The son of Fawlty Towers actor Andrew Sachs has revealed that, as his father battled with vascular dementia, he was shown Fawlty Towers but did not recognise the hit comedy.
Speaking about his father’s death, John Sachs said: “Vascular dementia is a terrible thing for an actor because you lose your voice, you lose movement and they even tried playing Fawlty Towers to him but he didn’t even recognise it, so it is a terrible change.”
The younger Sachs also revealed his father used Manuel’s moustache to hide behind.
“I think he stuck that big moustache on because he didn’t want to be recognised.
“[He] tried to make it even bigger but John wouldn’t have it. I think he would have whole big furry thing across his face.Honestly he didn’t seek the limelight at all, just enjoyed the craft.”

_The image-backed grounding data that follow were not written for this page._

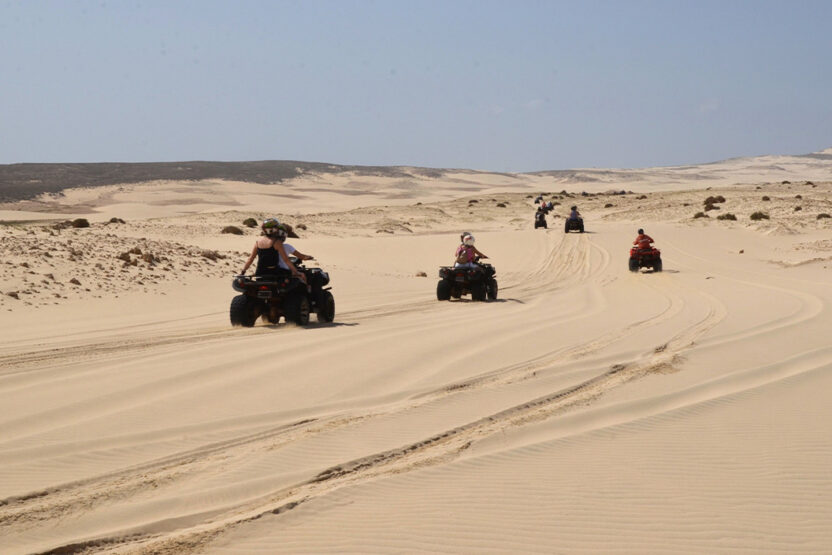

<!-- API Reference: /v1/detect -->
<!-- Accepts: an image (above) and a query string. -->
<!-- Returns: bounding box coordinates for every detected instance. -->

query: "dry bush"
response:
[71,218,90,228]
[818,213,831,220]
[242,218,258,228]
[750,212,770,221]
[694,212,709,218]
[795,206,802,211]
[717,213,737,221]
[762,196,770,201]
[221,226,244,235]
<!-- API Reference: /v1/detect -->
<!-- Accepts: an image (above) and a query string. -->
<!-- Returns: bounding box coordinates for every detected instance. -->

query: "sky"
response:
[1,0,831,172]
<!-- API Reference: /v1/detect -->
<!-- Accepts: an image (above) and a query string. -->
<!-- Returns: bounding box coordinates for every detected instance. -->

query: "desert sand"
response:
[2,150,832,553]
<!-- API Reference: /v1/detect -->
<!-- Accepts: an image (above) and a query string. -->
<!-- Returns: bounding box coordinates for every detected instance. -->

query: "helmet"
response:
[463,234,475,246]
[637,228,644,235]
[262,218,287,240]
[459,231,471,242]
[571,206,577,211]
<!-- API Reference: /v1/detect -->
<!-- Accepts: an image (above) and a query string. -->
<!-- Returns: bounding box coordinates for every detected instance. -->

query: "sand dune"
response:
[1,153,832,553]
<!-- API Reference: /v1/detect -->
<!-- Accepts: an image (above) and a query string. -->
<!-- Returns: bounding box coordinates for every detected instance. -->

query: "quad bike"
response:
[437,258,497,302]
[564,217,584,233]
[230,258,335,327]
[534,210,547,229]
[629,246,662,272]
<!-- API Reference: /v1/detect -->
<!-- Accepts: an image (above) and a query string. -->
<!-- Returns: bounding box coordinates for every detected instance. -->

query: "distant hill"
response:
[0,160,446,202]
[1,148,830,202]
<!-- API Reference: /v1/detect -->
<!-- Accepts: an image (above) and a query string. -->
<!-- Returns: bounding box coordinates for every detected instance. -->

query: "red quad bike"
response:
[230,258,335,327]
[436,258,497,302]
[629,246,662,272]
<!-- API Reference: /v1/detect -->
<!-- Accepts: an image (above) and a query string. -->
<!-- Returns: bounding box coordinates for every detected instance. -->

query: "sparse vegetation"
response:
[221,226,244,235]
[717,213,737,221]
[750,212,770,221]
[604,203,614,208]
[242,218,258,228]
[762,196,770,201]
[818,213,831,220]
[694,212,709,218]
[71,218,90,228]
[795,206,802,211]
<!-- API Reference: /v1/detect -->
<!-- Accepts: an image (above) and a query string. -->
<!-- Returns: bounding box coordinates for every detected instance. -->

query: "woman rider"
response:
[240,218,307,282]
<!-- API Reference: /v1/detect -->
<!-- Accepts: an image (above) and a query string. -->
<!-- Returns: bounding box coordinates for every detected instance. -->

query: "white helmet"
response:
[463,234,475,246]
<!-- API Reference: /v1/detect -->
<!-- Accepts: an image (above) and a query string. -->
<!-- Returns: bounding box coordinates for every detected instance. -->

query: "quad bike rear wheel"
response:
[316,290,336,322]
[487,279,498,300]
[230,295,258,327]
[284,292,310,325]
[471,281,487,302]
[437,279,452,301]
[653,258,662,272]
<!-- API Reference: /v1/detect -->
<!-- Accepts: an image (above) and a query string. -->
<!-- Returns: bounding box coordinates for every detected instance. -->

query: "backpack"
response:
[456,245,472,264]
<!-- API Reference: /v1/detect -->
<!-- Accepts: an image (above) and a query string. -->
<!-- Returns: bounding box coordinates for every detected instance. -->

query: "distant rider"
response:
[633,228,654,251]
[455,233,488,268]
[569,205,581,220]
[240,218,307,282]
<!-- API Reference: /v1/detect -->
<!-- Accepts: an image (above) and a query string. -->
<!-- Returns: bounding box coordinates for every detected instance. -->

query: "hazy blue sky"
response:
[2,0,831,171]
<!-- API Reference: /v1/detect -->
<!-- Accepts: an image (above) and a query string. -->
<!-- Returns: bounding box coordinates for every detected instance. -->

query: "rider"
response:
[569,205,581,220]
[240,218,307,282]
[277,223,314,272]
[633,228,654,251]
[455,233,488,268]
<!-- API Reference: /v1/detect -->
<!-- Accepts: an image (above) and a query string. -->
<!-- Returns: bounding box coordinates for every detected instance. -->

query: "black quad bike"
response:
[230,259,335,327]
[534,210,547,229]
[564,217,585,233]
[436,259,497,302]
[629,246,663,272]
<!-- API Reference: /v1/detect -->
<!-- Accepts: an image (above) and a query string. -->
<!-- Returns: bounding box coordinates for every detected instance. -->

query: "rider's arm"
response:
[293,249,313,261]
[240,244,258,274]
[473,247,488,259]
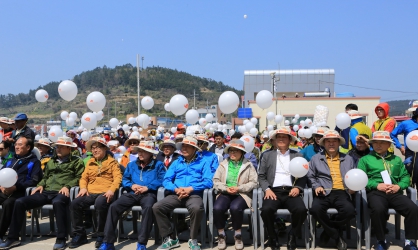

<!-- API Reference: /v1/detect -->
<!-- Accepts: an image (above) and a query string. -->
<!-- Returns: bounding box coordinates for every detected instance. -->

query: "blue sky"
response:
[0,1,417,102]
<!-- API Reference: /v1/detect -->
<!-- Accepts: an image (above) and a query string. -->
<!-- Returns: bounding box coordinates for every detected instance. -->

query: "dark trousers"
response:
[0,191,24,237]
[153,194,204,240]
[367,190,418,241]
[7,191,70,240]
[310,190,355,240]
[70,193,113,236]
[103,192,157,244]
[260,188,307,241]
[213,194,248,230]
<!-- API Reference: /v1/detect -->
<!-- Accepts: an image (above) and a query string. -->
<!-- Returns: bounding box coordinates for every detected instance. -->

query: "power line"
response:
[333,82,418,94]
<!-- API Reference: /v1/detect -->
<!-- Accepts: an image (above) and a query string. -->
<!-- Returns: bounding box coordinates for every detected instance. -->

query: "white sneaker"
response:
[218,234,226,250]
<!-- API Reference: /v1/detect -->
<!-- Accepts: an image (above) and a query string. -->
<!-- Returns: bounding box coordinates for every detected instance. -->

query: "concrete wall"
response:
[249,97,381,130]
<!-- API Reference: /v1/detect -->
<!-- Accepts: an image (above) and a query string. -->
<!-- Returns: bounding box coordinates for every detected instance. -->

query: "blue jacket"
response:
[201,150,219,173]
[335,127,350,150]
[4,152,42,195]
[300,144,324,162]
[163,152,213,194]
[391,119,418,150]
[122,159,166,193]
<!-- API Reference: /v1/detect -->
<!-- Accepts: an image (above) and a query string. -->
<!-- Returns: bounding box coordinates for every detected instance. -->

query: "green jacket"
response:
[358,151,410,192]
[37,154,85,191]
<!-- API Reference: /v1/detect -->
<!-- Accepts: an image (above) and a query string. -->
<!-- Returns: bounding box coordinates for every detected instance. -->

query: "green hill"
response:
[0,64,243,123]
[387,100,414,116]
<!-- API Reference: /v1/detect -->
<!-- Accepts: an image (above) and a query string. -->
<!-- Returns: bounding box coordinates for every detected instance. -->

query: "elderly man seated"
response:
[358,131,418,250]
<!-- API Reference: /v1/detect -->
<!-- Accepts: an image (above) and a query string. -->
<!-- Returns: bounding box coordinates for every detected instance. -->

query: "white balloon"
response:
[109,118,119,128]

Asked if Sachs considered the role as the standout of his career, his son said: “I don’t think he ever thought that as anything particular special. I guess we did.
“He wasn’t even sure if John had written him into the next series because it was a two-part so that’s how much regard he had for it really but of course he loved doing it and liked the royalties.
“He brought a certain subtlety to it.”
Meanwhile former co-star John Cleese paid tribute to Andrew Sachs saying he created “one of the great comic characters” in his portrayal of hapless Spanish waiter Manuel.
Recalling a foreword he was asked to write for Sachs’ autobiography in 2014, Cleese said it had moved his co-star to tears.
Sachs, who died at a care home on November 23, penned the book, titled, I Know Nothing: The Autobiography.
Reacting on Twitter to news of Sachs’ death, Cleese said: “I wrote the foreword to his book a couple of years ago, which apparently ‘moved him to tears’.”
In the book, Cleese wrote: “I am delighted that Andy Sachs asked me to pen this brief foreword to his memoirs, because it gives me a chance to express my appreciation of him, both as a great farceur and as a friend of 40 years.”
Fawlty Towers actress Connie Booth, who played waitress and hotel maid Polly Sherman, paid tribute to Sachs saying he “spoke to the world with his body as well as his mangled English, adding: “It made him a universally beloved figure. It was a privilege and an education to work with him.”